I hear back from him later in the day. Initially, he had great news to tell me: Y Combinator had changed their mind and was in fact going to participate in the round. “Awesome,” I thought, “that’s another great investor for the guys to have involved,” and it gave me some appreciated reassurance after all the prior investors had opted out.
And then Brian told me the second part — that only YC would be participating. Talk about good news followed by ugly fucking news. YC was taking the full allocation and I was getting bumped. And that was it — end of story. After 6 weeks of work, I didn’t get to invest.
Airbnb has of course gone on to execute exceptionally well and become what it is today. I’m genuinely happy for them and for the fact that the world has gotten so on board with collaborative hospitality — Brian, Joe, and Nate brought an amazing product to the market that has changed lives and forged a new industry.
Looking back now with the experience of having invested in well over 100 startups since, I recognize that losing out on this deal had been my fault, not theirs. After getting the boot, I should have gone back to them and found a way to get in. At the time I was still a novice unaware of how venture capital, YC, and the competition for deals works. The reality is I should have worked my ass off to get in that deal even after YC’s decision. These days when I find a deal I want, I chase it until I’m dead and I almost never believe any deal is definitively “closed” off.

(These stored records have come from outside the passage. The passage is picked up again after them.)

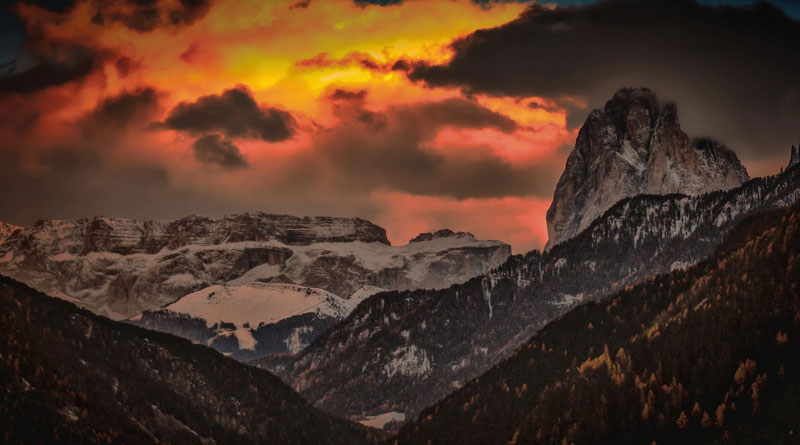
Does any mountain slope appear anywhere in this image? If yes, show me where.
[276,168,800,419]
[0,277,376,444]
[0,212,510,319]
[126,282,370,361]
[395,205,800,444]
[545,88,748,249]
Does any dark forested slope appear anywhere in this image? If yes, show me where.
[396,205,800,444]
[0,277,375,444]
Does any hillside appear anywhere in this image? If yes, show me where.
[0,277,376,444]
[276,164,800,419]
[395,205,800,444]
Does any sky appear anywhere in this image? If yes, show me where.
[0,0,800,253]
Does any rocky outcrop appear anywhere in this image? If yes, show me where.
[546,88,748,248]
[0,213,511,319]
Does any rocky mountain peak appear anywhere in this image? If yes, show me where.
[408,229,475,244]
[545,87,749,248]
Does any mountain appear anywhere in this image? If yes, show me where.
[270,168,800,426]
[0,277,381,444]
[128,229,510,360]
[545,88,748,249]
[0,212,510,320]
[393,205,800,444]
[126,282,370,361]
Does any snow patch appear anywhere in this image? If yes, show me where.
[358,411,406,429]
[283,326,314,354]
[383,345,431,378]
[165,283,346,327]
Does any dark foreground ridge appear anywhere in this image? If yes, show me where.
[0,276,380,444]
[393,205,800,444]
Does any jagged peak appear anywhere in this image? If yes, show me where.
[545,87,749,249]
[786,145,800,168]
[604,86,659,113]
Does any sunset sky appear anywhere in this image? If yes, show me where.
[0,0,800,252]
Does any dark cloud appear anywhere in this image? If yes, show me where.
[164,87,294,142]
[92,0,211,33]
[310,99,562,199]
[328,88,367,102]
[410,0,800,159]
[83,87,158,131]
[295,51,395,72]
[192,134,247,170]
[396,98,518,133]
[0,47,96,95]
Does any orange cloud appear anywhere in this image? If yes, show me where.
[0,0,575,252]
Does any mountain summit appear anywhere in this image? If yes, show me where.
[545,87,749,249]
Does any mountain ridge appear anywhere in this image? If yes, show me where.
[545,87,749,250]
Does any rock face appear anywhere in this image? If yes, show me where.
[546,88,748,249]
[276,168,800,426]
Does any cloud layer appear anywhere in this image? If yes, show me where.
[164,87,294,142]
[408,0,800,165]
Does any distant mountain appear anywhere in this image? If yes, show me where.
[0,213,511,359]
[545,88,748,249]
[270,168,800,426]
[126,282,366,360]
[392,205,800,444]
[0,277,381,444]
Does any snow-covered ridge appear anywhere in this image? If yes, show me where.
[164,283,359,327]
[0,213,510,319]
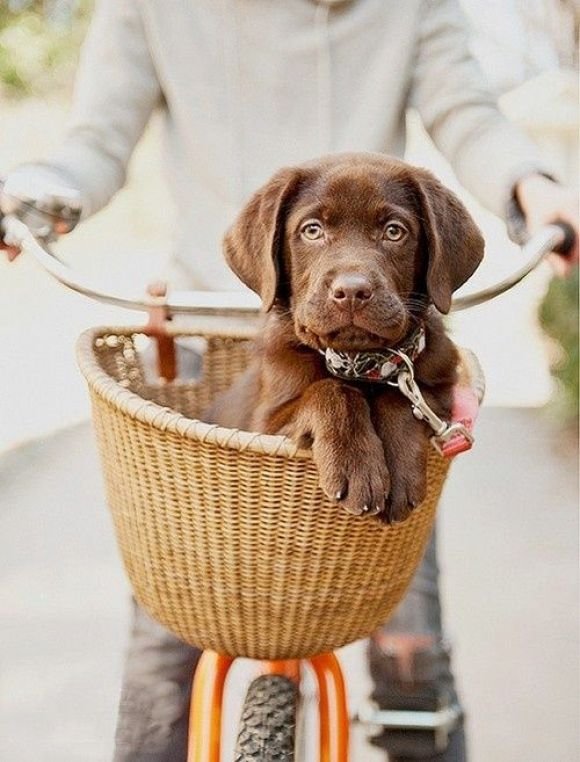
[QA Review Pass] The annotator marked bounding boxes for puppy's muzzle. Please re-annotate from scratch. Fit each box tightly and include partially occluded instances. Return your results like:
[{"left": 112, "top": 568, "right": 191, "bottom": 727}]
[{"left": 328, "top": 273, "right": 374, "bottom": 312}]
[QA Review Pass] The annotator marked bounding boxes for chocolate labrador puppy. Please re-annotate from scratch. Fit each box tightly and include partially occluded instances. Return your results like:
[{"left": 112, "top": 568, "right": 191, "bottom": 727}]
[{"left": 206, "top": 154, "right": 484, "bottom": 522}]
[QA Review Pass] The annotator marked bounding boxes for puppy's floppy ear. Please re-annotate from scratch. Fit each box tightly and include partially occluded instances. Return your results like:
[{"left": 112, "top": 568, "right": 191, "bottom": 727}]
[
  {"left": 224, "top": 168, "right": 301, "bottom": 312},
  {"left": 415, "top": 170, "right": 485, "bottom": 314}
]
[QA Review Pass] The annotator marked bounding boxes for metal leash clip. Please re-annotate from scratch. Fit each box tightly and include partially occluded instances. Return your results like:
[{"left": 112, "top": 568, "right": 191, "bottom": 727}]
[{"left": 390, "top": 352, "right": 474, "bottom": 458}]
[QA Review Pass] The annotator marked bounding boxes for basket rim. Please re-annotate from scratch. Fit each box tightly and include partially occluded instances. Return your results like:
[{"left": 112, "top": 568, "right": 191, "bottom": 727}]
[{"left": 76, "top": 326, "right": 312, "bottom": 460}]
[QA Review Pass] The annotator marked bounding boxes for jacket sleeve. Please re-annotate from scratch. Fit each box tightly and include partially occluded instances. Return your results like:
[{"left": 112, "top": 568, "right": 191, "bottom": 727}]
[
  {"left": 411, "top": 0, "right": 554, "bottom": 217},
  {"left": 39, "top": 0, "right": 161, "bottom": 216}
]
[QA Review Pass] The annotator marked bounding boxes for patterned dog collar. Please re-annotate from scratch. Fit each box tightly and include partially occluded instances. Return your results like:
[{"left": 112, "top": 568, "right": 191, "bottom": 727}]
[{"left": 321, "top": 325, "right": 425, "bottom": 384}]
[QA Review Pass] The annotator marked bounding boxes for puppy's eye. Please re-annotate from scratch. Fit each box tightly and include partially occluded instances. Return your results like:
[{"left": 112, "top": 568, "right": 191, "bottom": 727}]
[
  {"left": 383, "top": 222, "right": 407, "bottom": 241},
  {"left": 300, "top": 220, "right": 324, "bottom": 241}
]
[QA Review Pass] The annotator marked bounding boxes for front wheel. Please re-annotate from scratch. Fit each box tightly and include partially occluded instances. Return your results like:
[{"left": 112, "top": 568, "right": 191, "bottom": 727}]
[{"left": 234, "top": 675, "right": 298, "bottom": 762}]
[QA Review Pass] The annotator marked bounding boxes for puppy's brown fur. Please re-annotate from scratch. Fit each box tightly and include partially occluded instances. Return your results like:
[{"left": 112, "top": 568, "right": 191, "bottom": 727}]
[{"left": 208, "top": 154, "right": 484, "bottom": 521}]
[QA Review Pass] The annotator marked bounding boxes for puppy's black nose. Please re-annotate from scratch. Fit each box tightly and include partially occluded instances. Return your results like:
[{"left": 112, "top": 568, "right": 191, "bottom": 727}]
[{"left": 330, "top": 273, "right": 373, "bottom": 310}]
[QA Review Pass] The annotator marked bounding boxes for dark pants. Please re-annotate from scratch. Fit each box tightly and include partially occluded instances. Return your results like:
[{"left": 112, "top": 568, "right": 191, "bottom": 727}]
[{"left": 114, "top": 524, "right": 466, "bottom": 762}]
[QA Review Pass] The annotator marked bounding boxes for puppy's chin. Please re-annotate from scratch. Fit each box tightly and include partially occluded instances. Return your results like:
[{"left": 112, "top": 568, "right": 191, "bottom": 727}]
[{"left": 294, "top": 319, "right": 409, "bottom": 352}]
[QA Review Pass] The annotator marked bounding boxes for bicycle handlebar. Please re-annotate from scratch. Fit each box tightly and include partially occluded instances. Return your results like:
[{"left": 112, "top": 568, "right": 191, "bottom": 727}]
[{"left": 2, "top": 215, "right": 575, "bottom": 317}]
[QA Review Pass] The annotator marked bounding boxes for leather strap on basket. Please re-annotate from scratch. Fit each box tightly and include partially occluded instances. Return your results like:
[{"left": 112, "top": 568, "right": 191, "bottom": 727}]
[{"left": 143, "top": 281, "right": 177, "bottom": 381}]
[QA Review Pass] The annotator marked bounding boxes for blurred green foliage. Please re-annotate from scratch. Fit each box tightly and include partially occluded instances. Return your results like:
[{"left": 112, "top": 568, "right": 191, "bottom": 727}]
[
  {"left": 0, "top": 0, "right": 91, "bottom": 97},
  {"left": 540, "top": 267, "right": 580, "bottom": 423}
]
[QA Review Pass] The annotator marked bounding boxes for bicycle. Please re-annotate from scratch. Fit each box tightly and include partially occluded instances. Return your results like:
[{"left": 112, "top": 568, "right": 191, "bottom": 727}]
[{"left": 3, "top": 186, "right": 570, "bottom": 762}]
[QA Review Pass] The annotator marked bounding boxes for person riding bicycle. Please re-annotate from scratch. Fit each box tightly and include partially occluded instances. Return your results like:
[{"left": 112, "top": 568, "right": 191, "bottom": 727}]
[{"left": 3, "top": 0, "right": 578, "bottom": 762}]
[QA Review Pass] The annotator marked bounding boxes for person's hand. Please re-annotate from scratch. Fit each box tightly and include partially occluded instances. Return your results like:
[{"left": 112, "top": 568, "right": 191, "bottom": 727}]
[{"left": 516, "top": 175, "right": 579, "bottom": 276}]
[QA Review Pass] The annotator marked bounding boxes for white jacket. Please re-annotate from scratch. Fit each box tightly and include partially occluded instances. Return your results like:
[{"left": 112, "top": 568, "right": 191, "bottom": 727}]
[{"left": 32, "top": 0, "right": 550, "bottom": 289}]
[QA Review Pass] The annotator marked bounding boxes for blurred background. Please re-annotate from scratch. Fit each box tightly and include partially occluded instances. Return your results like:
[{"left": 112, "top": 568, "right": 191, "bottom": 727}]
[{"left": 0, "top": 0, "right": 579, "bottom": 762}]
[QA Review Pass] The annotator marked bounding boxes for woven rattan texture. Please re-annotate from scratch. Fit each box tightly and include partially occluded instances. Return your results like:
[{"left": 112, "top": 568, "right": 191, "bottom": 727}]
[{"left": 79, "top": 330, "right": 447, "bottom": 659}]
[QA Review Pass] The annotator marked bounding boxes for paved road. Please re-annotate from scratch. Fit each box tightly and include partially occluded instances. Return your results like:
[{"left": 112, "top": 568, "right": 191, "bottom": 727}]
[{"left": 0, "top": 409, "right": 578, "bottom": 762}]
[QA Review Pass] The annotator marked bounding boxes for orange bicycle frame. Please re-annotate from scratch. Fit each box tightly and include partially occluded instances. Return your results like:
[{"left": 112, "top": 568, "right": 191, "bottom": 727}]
[{"left": 187, "top": 651, "right": 349, "bottom": 762}]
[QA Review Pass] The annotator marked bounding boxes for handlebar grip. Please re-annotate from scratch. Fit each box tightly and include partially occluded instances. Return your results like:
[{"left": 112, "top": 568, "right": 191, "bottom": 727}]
[{"left": 552, "top": 222, "right": 576, "bottom": 256}]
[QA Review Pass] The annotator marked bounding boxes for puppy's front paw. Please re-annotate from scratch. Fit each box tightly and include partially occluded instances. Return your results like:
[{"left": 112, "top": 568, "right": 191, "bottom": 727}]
[
  {"left": 312, "top": 432, "right": 391, "bottom": 516},
  {"left": 379, "top": 468, "right": 427, "bottom": 524}
]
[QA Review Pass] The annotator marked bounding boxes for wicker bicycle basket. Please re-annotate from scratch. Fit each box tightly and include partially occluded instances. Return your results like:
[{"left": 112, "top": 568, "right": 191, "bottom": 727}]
[{"left": 78, "top": 328, "right": 447, "bottom": 659}]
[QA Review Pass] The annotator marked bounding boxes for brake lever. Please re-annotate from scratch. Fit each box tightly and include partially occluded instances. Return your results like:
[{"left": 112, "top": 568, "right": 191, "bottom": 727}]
[{"left": 0, "top": 179, "right": 82, "bottom": 243}]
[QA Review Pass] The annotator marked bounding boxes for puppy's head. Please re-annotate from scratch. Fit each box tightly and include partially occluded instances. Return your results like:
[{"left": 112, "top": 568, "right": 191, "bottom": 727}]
[{"left": 225, "top": 154, "right": 484, "bottom": 350}]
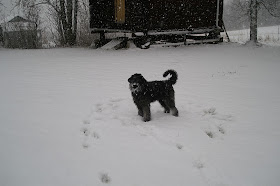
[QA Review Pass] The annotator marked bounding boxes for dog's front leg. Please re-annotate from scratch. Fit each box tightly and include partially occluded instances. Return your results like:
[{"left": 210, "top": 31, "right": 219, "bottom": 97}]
[
  {"left": 143, "top": 104, "right": 151, "bottom": 122},
  {"left": 135, "top": 102, "right": 143, "bottom": 117}
]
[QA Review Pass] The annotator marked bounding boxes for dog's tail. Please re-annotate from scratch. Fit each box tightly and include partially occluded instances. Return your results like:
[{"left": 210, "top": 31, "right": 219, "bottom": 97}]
[{"left": 163, "top": 70, "right": 178, "bottom": 85}]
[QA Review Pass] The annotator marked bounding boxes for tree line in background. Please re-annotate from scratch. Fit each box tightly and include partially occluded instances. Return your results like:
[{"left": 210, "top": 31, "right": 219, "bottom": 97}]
[
  {"left": 224, "top": 0, "right": 280, "bottom": 44},
  {"left": 12, "top": 0, "right": 91, "bottom": 46},
  {"left": 0, "top": 0, "right": 280, "bottom": 46}
]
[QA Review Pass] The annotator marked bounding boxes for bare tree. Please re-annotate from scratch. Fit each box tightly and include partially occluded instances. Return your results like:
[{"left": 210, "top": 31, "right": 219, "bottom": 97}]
[
  {"left": 17, "top": 0, "right": 78, "bottom": 46},
  {"left": 230, "top": 0, "right": 280, "bottom": 44}
]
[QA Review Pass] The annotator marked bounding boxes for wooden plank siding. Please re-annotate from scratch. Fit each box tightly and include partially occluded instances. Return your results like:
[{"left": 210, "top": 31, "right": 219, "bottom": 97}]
[{"left": 89, "top": 0, "right": 223, "bottom": 32}]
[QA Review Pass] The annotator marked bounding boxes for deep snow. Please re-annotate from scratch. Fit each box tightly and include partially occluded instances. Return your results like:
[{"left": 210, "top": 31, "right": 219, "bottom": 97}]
[{"left": 0, "top": 44, "right": 280, "bottom": 186}]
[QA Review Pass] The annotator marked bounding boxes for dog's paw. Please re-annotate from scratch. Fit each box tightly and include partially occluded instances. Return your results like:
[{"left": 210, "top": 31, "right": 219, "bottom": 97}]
[
  {"left": 143, "top": 117, "right": 151, "bottom": 122},
  {"left": 138, "top": 111, "right": 143, "bottom": 117},
  {"left": 164, "top": 109, "right": 170, "bottom": 113}
]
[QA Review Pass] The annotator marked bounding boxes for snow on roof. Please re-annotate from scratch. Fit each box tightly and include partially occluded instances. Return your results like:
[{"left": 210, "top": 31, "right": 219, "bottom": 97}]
[{"left": 8, "top": 16, "right": 31, "bottom": 22}]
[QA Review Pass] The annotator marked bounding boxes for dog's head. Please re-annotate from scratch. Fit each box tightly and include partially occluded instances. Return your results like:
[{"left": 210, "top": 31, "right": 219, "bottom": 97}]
[{"left": 128, "top": 74, "right": 147, "bottom": 93}]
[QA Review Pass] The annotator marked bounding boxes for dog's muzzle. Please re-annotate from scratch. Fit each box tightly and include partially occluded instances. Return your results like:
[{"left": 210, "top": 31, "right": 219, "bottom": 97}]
[{"left": 129, "top": 83, "right": 140, "bottom": 92}]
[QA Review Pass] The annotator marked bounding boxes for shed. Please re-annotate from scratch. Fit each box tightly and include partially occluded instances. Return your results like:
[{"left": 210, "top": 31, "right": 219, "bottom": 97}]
[
  {"left": 1, "top": 16, "right": 41, "bottom": 48},
  {"left": 89, "top": 0, "right": 223, "bottom": 48}
]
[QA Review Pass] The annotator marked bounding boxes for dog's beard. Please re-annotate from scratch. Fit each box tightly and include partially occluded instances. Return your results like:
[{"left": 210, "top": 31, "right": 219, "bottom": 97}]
[{"left": 129, "top": 83, "right": 141, "bottom": 94}]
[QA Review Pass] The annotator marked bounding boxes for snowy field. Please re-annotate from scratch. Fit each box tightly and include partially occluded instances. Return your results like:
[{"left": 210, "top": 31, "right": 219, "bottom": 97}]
[
  {"left": 223, "top": 25, "right": 280, "bottom": 46},
  {"left": 0, "top": 44, "right": 280, "bottom": 186}
]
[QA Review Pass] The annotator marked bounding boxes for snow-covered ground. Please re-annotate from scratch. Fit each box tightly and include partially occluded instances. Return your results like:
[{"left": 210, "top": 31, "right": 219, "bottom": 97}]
[
  {"left": 0, "top": 44, "right": 280, "bottom": 186},
  {"left": 223, "top": 25, "right": 280, "bottom": 46}
]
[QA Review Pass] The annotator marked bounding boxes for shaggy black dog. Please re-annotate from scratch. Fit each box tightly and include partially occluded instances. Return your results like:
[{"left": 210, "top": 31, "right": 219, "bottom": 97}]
[{"left": 128, "top": 70, "right": 179, "bottom": 121}]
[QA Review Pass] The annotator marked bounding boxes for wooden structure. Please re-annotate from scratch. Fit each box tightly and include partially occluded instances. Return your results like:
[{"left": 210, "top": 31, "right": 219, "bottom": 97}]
[{"left": 89, "top": 0, "right": 223, "bottom": 47}]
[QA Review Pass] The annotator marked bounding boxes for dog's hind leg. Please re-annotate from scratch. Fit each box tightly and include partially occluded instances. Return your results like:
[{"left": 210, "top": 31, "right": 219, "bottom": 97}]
[
  {"left": 165, "top": 99, "right": 179, "bottom": 116},
  {"left": 135, "top": 102, "right": 143, "bottom": 117},
  {"left": 143, "top": 104, "right": 151, "bottom": 122},
  {"left": 158, "top": 100, "right": 170, "bottom": 113}
]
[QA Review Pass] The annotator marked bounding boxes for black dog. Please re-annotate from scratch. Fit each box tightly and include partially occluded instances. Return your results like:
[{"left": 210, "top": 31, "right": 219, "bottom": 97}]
[{"left": 128, "top": 70, "right": 179, "bottom": 121}]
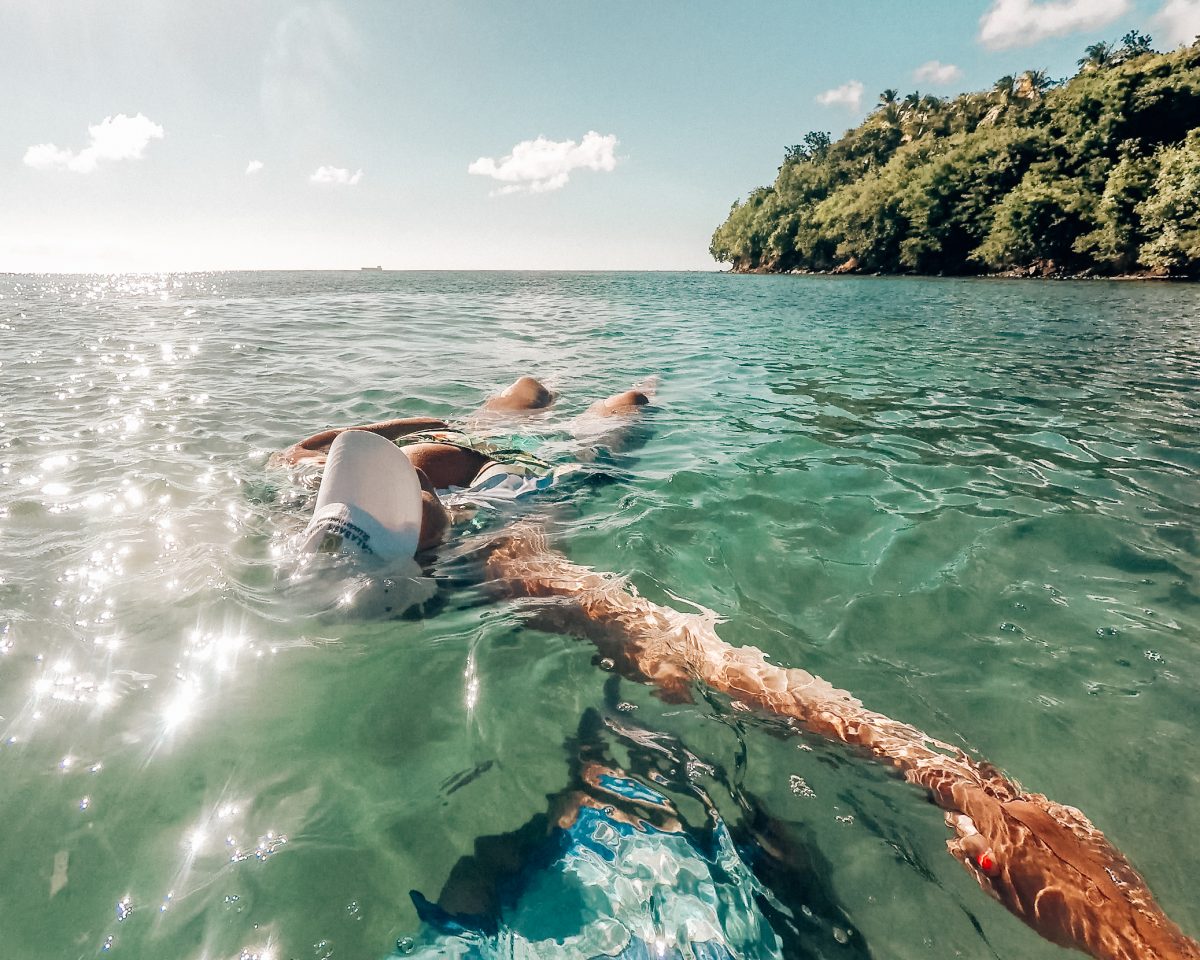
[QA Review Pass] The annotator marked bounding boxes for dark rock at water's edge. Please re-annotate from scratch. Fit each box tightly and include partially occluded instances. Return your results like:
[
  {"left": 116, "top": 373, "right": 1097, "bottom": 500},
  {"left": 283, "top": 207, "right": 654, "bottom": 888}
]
[{"left": 710, "top": 39, "right": 1200, "bottom": 280}]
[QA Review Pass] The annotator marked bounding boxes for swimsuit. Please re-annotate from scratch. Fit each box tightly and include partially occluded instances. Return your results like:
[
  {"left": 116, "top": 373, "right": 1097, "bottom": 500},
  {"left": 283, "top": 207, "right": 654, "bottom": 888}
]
[{"left": 395, "top": 430, "right": 570, "bottom": 500}]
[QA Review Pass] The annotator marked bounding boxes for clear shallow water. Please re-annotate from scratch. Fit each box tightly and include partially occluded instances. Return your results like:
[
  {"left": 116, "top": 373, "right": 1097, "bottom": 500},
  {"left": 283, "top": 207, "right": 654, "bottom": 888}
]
[{"left": 0, "top": 274, "right": 1200, "bottom": 958}]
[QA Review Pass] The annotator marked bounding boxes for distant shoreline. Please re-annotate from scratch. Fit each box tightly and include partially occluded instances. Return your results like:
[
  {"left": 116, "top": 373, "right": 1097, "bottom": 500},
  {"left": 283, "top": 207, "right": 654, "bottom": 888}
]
[{"left": 721, "top": 266, "right": 1196, "bottom": 283}]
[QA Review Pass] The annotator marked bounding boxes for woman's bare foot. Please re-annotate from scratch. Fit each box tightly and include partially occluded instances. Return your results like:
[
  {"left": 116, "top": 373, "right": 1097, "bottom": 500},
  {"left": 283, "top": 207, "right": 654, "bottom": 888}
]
[{"left": 484, "top": 377, "right": 554, "bottom": 413}]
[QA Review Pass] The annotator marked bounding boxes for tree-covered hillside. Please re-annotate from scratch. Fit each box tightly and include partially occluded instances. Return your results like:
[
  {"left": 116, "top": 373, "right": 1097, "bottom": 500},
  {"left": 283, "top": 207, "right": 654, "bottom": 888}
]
[{"left": 710, "top": 34, "right": 1200, "bottom": 277}]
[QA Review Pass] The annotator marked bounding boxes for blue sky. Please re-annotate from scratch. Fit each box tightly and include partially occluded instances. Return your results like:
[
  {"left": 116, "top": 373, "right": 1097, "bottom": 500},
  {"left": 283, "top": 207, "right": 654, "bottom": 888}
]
[{"left": 0, "top": 0, "right": 1200, "bottom": 271}]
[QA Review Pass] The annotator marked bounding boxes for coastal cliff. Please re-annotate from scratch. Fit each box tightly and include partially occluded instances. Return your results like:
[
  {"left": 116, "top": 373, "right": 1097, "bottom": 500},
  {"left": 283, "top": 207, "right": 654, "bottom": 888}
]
[{"left": 709, "top": 32, "right": 1200, "bottom": 278}]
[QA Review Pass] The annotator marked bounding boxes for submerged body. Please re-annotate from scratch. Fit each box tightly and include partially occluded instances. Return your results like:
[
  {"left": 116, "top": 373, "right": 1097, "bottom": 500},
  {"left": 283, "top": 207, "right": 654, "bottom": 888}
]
[{"left": 487, "top": 524, "right": 1200, "bottom": 960}]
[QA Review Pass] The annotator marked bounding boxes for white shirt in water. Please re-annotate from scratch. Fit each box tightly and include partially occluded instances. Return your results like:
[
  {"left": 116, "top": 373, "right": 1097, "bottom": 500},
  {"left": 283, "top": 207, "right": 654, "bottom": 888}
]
[{"left": 300, "top": 430, "right": 421, "bottom": 563}]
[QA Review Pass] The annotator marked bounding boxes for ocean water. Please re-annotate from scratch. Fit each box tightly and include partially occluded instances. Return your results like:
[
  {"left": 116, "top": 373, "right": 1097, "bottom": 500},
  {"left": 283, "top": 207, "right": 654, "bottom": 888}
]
[{"left": 0, "top": 272, "right": 1200, "bottom": 960}]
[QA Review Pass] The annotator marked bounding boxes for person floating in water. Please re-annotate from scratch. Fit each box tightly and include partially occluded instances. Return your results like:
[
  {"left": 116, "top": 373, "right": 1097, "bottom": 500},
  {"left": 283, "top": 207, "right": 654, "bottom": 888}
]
[
  {"left": 402, "top": 705, "right": 870, "bottom": 960},
  {"left": 272, "top": 377, "right": 654, "bottom": 550},
  {"left": 282, "top": 378, "right": 1200, "bottom": 960}
]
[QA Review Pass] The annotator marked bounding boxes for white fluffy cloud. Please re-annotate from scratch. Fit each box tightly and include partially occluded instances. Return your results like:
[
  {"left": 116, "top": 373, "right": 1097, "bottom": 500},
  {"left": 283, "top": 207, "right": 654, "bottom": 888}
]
[
  {"left": 309, "top": 167, "right": 362, "bottom": 187},
  {"left": 1153, "top": 0, "right": 1200, "bottom": 47},
  {"left": 817, "top": 80, "right": 863, "bottom": 110},
  {"left": 979, "top": 0, "right": 1129, "bottom": 50},
  {"left": 912, "top": 60, "right": 962, "bottom": 86},
  {"left": 25, "top": 113, "right": 162, "bottom": 173},
  {"left": 467, "top": 130, "right": 617, "bottom": 193}
]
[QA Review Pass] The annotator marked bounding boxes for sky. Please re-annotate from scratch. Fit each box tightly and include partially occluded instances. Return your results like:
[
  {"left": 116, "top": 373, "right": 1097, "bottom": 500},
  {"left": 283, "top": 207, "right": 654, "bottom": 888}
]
[{"left": 0, "top": 0, "right": 1200, "bottom": 272}]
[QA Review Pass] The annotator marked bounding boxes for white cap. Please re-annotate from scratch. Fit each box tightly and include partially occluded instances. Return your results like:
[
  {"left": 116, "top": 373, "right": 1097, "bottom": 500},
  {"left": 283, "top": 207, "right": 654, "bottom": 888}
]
[{"left": 300, "top": 430, "right": 421, "bottom": 562}]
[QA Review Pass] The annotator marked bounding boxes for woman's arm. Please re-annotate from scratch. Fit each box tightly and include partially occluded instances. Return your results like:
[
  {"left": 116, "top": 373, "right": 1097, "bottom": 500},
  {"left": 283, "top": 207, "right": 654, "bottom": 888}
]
[{"left": 486, "top": 524, "right": 1200, "bottom": 960}]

Losing a deal like Airbnb can be painful. Great lessons came from the rejection at the very end, however. After getting the cold shoulder, I realized I needed to go out and build some valuable knowledge, needed a more robust network, and needed to craft my own brand as an investor.
When I found Airbnb I was a nobody in the investing world, but I spent the next year afterward traveling around the US meeting founders and investors. I attended and hosted several dozen events and I talked to just about everybody in tech I could. I read voraciously and learned as much as possible from one-on-one conversations. I put in a full year of hard work before I did my next deal.
Airbnb also taught me that investors need to act fast. Over the last several years I’ve learned to close deals quickly and avoid the fine print that distracts some angels and VCs. Helping Brian and the guys put together a realistic budget and valuation was good; I regularly make sure we’re investing enough capital to get a company to the next inflection point. But spending three weeks on minor details is just dumb. You won’t find me wasting founders’ time on that crap anymore.
It’s the positive reasons why I liked Airbnb at the time and recognized its potential when other investors didn’t that have served as my most powerful lessons though. First and foremost — and something I practice every day — is to focus on the founders of a startup, not the metrics.
In the earliest days, metrics will mislead you or simply lack the cumulative data to give you a real answer (to give you the certainty about product-market fit that you will never find at this stage). Metrics are mainly useful for understanding how the founders themselves think about them — but they don’t mean much on their own. Focus your time understanding the people building a company, not its charts and spreadsheets.
And secondly, if you believe in those people, then don’t lose your nerve when other investors fall out. There is a lot of misguided trust (conscious and subconscious) in social cues among tech investors, and you can’t let it distract your judgement. I went ahead with the deal even after every single other VC and angel dropped out because I trusted my gut about the team and the thesis I had outlined. Don’t be afraid to do the same if you find a startup team you feel the same way about.
Airbnb was a tough deal to ultimately miss out on, but the lessons from it enabled me to be a much sharper investor in finding and supporting other exceptional startups in the years since. And at the least, I still get to benefit as a consumer who gets to use the incredible Airbnb marketplace when I travel.